Prezydent Rosji Władimir Putin powiedział podczas forum gospodarczego we Władywostoku, że wyzwaniem dla gospodarki światowej coraz częściej staje się protekcjonizm. - Region Azji i Pacyfiku powinien być obszarem wolnym od sankcji - zaapelował.
- Świat i gospodarka globalna coraz częściej napotykają nowe formy protekcjonizmu i różnego rodzaju bariery, które zaostrzyły się mocno w ostatnim czasie - powiedział gospodarz Kremla w wystąpieniu na sesji plenarnej forum. Ocenił, że fundamentalne zasady handlu i konkurencji "stają się zakładnikami ideologicznego podejścia". - Dostrzegamy w tym poważne wyzwanie dla całej gospodarki globalnej, szczególnie dla dynamicznego rozwoju regionu Azji i Pacyfiku (...). Aby nasz region mógł dalej osiągać wysokie tempo wzrostu i pozostawać kluczowym uczestnikiem światowej gospodarki i handlu, powinien zachować duch wolności gospodarczej, być obszarem inicjatywy biznesowej, bez sankcji, zakazów i politycznych uprzedzeń - oświadczył Putin.
Rosyjski prezydent występuje na sesji plenarnej forum we Władywostoku w drugim dniu tego spotkania, w którym uczestniczą przedstawiciele świata biznesu i polityki z krajów azjatyckich. Na sesji plenarnej wraz z Putinem głos zabiorą: prezydenci Chin i Mongolii, Xi Jinping i Chaltamaagijn Battulga oraz premierzy Japonii i Korei Południowej, Shinzo Abe i Li Nak Jeon.
Chiny przeciwko protekcjonizmowi
O sprzeciwie wobec protekcjonizmu mówił także wicepremier Chin Hu Chunhua podczas rozpoczęcia Światowego Forum Ekonomicznego Wspólnoty Narodów Azji Południowo-Wschodniej (ASEAN) w Hanoi.
Jego zdaniem kraje świata powinny "kategorycznie odrzucić" protekcjonizm handlowy.
- Protekcjonistyczne i jednostronne środki podejmowane przez niektóre kraje poważnie naruszają wielostronny system handlowy oparty na regułach, stanowiąc najpoważniejsze zagrożenie dla światowej gospodarki - wskazał Hu w przemówieniu. Wezwał kraje świata, by "kategorycznie odrzuciły protekcjonizm i unilateralizm" oraz wspierały handel wielostronny.
Wojna handlowa
Chiny toczą obecnie spór handlowy z USA, określany przez chińskie ministerstwo handlu jako największa wojna celna w historii gospodarki.
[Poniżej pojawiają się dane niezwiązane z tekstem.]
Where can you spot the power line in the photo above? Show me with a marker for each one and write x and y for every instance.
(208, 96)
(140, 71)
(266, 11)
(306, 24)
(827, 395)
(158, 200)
Obie strony wprowadziły już 25-procentowe cła na wzajemny eksport wart po 50 mld dolarów rocznie, a wkrótce mogą wejść w życie kolejne taryfy. Waszyngton może w każdej chwili wprowadzić zapowiadane wcześniej cła na chińskie towary warte 200 mld dolarów rocznie, a chiński resort handlu obiecuje stanowczą odpowiedź. Prezydent USA Donald Trump grozi ocleniem nawet całego chińskiego eksportu, jeśli Pekin nie zrezygnuje ze swojej polityki handlowej, która zdaniem amerykańskiego przywódcy jest nieuczciwa. Chiny nie importują z USA wystarczająco dużo, by móc dalej odpowiadać wet za wet na cła zapowiadane przez Trumpa. Przedsiębiorcy obawiają się, że w ramach retorsji Pekin uderzy w działające w Chinach amerykańskie firmy.